Real Life Incident: Mobile Phone Distraction – Huge Salvage Extraction

The pilot was using his Portable Pilot Unit (PPU) as the primary means of navigation, as was his practice – he cited reliability and other issues with equipment that was not his own as his reasons for preferring this. However, no equipment failures had been cited on this vessel.

Salvage Extraction
Image for representation purpose only

When the relieving OOW came to the bridge, the pilot was conning the vessel but was also on his mobile phone on a personal call, as he had been for the past 47 minutes. About eight minutes after the new OOW had relieved the previous OOW, the pilot finished his call and ordered full ahead.

Very soon after ordering full ahead the pilot made another personal call on his mobile phone lasting approximately four minutes and sent a text message image to another pilot on non-urgent business matters.

As the vessel approached a course alteration point the pilot ordered a heading of 161°. The helmsman confirmed this order. About two minutes later, the pilot viewed another screen on his PPU with the intention of taking a screenshot from another voyage.

This action had the effect of distracting the pilot; he was now preoccupied with saving the screenshot and sending a non-urgent business email to another pilot. Meanwhile, the vessel crossed the inbound lane, overshooting the next course alteration to starboard.

The OOW voiced his concern, stating that the vessel’s heading was 161° and speed was approximately 13 knots. The pilot, looking at his phone, verbally acknowledged the OOW but took no action.

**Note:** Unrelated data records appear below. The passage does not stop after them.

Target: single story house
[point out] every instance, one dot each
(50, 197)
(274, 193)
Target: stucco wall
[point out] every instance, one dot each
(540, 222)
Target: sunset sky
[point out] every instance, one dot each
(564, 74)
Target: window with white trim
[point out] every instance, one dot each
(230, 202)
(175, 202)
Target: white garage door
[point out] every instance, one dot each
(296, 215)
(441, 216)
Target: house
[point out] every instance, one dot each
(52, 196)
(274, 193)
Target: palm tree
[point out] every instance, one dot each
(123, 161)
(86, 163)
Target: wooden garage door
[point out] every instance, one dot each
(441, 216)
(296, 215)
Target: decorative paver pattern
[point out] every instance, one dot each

The OOW then informed the pilot that the pilot’s PPU did not match the ship’s ECDIS – in which he was correct, as the PPU was still showing a previous voyage that the pilot wanted to make a screenshot of.

The pilot put away his mobile phone and began to use the ship’s ECDIS, ordering first 15° starboard rudder, then hard to starboard approximately 20 seconds later. The vessel grounded in the mud outside the channel soon afterwards.

Various initial salvage efforts with the vessel’s own engines and then with tugs in the hours and days that followed the grounding failed to re-float the vessel. The salvage operation finally required dredging operations around the vessel and the removal of 505 containers. The vessel was finally refloated some 35 days later.